Johannesburg - Some of the 15 Mandelas who pleaded indigence in order to claim legal aid to fund their case against Mandla Mandela own homes worth millions and drive flashy cars.
It emerged this week that Rhodes University funded their case because it regarded some of the applicants to be indigent.
The Mandelas recently took Mandla Mandela (Nelson Mandela’s grandson) to court over the relocation of the former president’s three children’s graves from Mvezo to Qunu.
An investigation by The Star has found that the first applicant, Makaziwe, who is Mandela’s eldest daughter, lives in a house in Hyde Park, Sandton, and, according to the current municipal evaluation, the place is worth R13.6m.
She bought the house in 2004 for R3.4m.
Her daughter Tukwini, who is also listed as an applicant, bought a house worth R1.7m in 2009 in Morningside and drives an Audi A4.
Nandi Mandela, a co-applicant in the case, drives a Jaguar and has four other vehicles registered under her name.
She owns two properties in KwaZulu-Natal. One is worth R2.1m and the other R1.2m - both registered under a trust.
Zenani Dlamini-Mandela lives in an upmarket estate in the Vianden complex in West Road South, Morningside. The current municipal valuation for the units ranges from R2.85m to R5.5m.
She drives a Mercedes-Benz, a BMW 7 series and three other cars.
Zenani, Mandela’s daughter by Winnie Madikizela-Mandela, has been ambassador to Argentina since last July.
Zindzi, another of Winnie’s daughters, owns a house in Houghton Estate, which was bought in July 2000 for R2m. According to the current municipal evaluation, the home is now worth R5.2m.
Zindzi also owns another house in Observatory, bought in May 1994 for R400 000. That house is worth R1.9m in the current municipal evaluation.
The two houses are registered under a trust.
Speaking to The Star on Tuesday, Rhodes University director of special projects Susan Smailes said the institution had applied the means test stipulated by Legal Aid SA. “The law clinic has to comply with that,” she said.
“An objective of the Rhodes University Law Clinic is to provide free legal advice and services to people who are deemed to be indigent. Indigence is assessed on an individual basis and not a family or group basis,” read the statement.

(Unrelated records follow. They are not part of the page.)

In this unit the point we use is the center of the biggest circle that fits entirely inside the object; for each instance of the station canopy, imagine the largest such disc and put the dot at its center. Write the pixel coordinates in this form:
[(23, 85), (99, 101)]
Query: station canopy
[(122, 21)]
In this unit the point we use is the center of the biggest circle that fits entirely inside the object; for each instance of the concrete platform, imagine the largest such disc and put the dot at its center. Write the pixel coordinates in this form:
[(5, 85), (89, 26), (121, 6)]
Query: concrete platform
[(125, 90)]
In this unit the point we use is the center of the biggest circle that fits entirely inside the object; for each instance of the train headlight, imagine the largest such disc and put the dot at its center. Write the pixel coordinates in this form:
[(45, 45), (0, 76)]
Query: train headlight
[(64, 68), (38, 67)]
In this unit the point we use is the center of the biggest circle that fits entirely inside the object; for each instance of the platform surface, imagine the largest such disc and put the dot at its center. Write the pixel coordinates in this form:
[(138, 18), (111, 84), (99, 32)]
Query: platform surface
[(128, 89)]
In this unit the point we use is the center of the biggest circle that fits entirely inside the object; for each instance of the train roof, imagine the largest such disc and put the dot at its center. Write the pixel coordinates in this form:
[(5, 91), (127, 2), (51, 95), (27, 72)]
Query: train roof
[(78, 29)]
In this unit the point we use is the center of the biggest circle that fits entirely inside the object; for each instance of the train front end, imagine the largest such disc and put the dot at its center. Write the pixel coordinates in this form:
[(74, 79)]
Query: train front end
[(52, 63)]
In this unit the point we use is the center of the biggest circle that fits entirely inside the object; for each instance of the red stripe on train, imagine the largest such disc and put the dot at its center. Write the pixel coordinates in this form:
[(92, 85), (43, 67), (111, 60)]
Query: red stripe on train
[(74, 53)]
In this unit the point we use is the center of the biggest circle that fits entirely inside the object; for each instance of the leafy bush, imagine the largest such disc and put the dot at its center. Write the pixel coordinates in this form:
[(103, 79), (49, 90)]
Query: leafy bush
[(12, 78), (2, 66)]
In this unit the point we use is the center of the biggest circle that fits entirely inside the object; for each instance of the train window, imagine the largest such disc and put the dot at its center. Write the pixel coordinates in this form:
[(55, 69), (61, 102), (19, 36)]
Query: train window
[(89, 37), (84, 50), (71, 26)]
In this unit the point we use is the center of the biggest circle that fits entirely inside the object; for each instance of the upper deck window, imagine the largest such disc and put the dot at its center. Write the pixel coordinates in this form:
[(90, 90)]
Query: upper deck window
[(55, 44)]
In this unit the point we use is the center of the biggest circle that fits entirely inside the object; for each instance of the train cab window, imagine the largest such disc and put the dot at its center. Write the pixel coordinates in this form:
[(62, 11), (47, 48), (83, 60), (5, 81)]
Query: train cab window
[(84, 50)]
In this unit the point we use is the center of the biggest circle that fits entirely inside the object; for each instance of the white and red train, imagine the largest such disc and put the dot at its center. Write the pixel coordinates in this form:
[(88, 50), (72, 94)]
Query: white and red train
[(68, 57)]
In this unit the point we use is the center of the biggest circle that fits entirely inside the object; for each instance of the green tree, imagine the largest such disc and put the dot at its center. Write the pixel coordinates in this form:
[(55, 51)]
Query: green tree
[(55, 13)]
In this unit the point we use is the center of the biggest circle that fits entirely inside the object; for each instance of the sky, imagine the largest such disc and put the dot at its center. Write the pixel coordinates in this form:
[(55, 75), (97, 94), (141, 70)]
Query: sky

The Mandelas were represented by Wesley Hayes, director of the Queenstown Rural Legal Centre, which is an office of the Rhodes University Law Clinic. In addition, he is the deputy director of the Rhodes University Law Clinic.
A legal expert, advocate Dumisa Ntsebeza SC, slammed the Rhodes Law Clinic for giving funding to the Mandelas, saying the clinic had exceeded its mandate and the reasons given for funding the Mandelas were “spurious and disingenuous”.
“You only have to look at the applicants - no one in their right minds can give them funding,” Ntsebeza said.
The only basis, in his opinion, that the Mandelas were funded by the law clinic could be because it was going to be representing high-profile people.
When The Star contacted Ndileka, a Mandela granddaughter and a protagonist in the graves case, she said: “I’m not willing to comment on the story. I won’t comment now and I won’t comment in the future.”
Nandi also declined to comment.
Efforts to get comments from Makaziwe and Tukwini proved fruitless.